Rather than dust being the key problem, in this case, the build-up will be sludge, rust, germs, and other debris. Deposits can stop your boiler and heating system from working as it should and, if left untreated for too long, can even cause the pipes to corrode.

Signs of a Clogged Heating System

  • Water and radiators taking longer to heat (making the system less efficient overall);
  • Some parts not heating at all;
  • Metal tubes bulge and eventually fail;
  • Leaky joints;
  • Heating control servo valve damage;
  • Obstructions throughout the vent system;
  • Erosion of tubes and pipes.

These are all signs that the water is being blocked from moving around the system as it should, potentially through a build-up of sludge and debris. It also means that the water inside the pipes is being insulated from the heat by the sludge and debris, preventing the water from getting as hot as it should, comments the Go Cleaners end of tenancy cleaning team.

So if you notice that:

  • Radiators are cold at the bottom and hot at the top;
  • Radiators don’t heat to maximum;
  • Odd noises when the boiler is on.

A good sign that you will need to clean out your heating system.

Power Flushing

The most effective way of cleaning your heating system is through power flushing, comment members of the Go Cleaners patio cleaning experts who specialise in the field. Use a mixture of chemicals that lift and break down the sludge and water to push through at a high velocity to flush out any blockages in your pipes. 

There are two major benefits of power flushing heating systems:

  1. Keeps your boiler working efficiently. If your boiler needs to work harder to heat the water in your heating system, this uses more fuel and will cost you more money (it’s also worse for the environment).
  2. Prevents corrosion. If parts of your heating system corrode, that really is an expensive and time-consuming fix. Power Flushing your heating system is a proactive way of preventing this from happening.

Can You Power flush a Heating System Yourself?

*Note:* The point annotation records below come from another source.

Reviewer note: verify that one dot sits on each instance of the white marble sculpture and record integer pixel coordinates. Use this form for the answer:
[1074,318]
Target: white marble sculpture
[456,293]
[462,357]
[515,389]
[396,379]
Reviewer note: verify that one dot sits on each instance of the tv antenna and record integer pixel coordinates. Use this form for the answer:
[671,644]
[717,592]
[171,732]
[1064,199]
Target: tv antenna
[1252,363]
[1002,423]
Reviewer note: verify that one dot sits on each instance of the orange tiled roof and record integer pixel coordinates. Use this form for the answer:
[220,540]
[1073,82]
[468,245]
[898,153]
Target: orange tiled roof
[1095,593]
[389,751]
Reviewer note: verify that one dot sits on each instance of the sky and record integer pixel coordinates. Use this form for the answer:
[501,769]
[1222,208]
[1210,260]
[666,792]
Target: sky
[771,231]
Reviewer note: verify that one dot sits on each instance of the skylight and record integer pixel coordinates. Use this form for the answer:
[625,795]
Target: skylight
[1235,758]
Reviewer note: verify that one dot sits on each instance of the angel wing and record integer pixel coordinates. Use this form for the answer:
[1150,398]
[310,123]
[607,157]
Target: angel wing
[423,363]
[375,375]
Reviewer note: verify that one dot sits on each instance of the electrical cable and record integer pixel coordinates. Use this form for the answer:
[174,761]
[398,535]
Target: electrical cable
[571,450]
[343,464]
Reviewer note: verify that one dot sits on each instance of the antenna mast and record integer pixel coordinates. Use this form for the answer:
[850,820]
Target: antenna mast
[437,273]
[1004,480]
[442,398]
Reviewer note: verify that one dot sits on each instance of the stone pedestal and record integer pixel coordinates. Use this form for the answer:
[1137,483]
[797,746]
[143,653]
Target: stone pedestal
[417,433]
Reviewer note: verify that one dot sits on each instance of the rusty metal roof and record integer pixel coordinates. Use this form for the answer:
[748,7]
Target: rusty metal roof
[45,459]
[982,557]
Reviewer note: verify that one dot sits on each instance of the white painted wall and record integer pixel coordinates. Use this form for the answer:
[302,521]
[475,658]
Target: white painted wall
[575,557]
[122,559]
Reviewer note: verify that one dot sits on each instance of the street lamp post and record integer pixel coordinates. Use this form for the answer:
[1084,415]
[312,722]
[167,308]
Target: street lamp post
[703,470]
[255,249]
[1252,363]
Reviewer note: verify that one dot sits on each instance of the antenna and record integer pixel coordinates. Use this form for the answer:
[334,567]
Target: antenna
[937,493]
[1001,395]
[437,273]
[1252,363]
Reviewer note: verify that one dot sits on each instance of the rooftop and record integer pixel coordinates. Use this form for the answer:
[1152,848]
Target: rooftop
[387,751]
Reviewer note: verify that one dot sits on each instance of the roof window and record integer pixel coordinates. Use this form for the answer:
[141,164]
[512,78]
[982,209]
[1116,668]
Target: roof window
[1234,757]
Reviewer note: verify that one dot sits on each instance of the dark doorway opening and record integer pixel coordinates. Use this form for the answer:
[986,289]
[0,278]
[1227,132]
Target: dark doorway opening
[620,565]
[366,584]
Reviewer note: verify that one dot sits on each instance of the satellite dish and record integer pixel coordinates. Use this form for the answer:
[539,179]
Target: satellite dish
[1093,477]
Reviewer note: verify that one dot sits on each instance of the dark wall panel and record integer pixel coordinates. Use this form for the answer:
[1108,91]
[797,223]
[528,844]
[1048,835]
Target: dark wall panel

It is usually best to call in an engineer to do the actual power flushing for you. The case isn’t alike cleaning your deck without a power washer. You need specialised equipment to do the flushing and a mixture of chemicals that your engineer will know inside and out. It is still more cost effective in the long run to hire someone to come in and power flush the boiler system for you than leaving it blocked with sludge and having a potential catastrophic failure later on down the line. If the size and scope of work is too high, 

Cleaning Boilers, Final words

Cleaning the boiler itself is important because it prevents the build-up of dust and soot that can interfere with the boiler’s functioning. If there are signs that the rest of the boiler system has become blocked with sludge and debris, bringing someone into power flush it for you can prevent corrosion of the pipes and your boiler system from failing. It will also help it work more efficiently.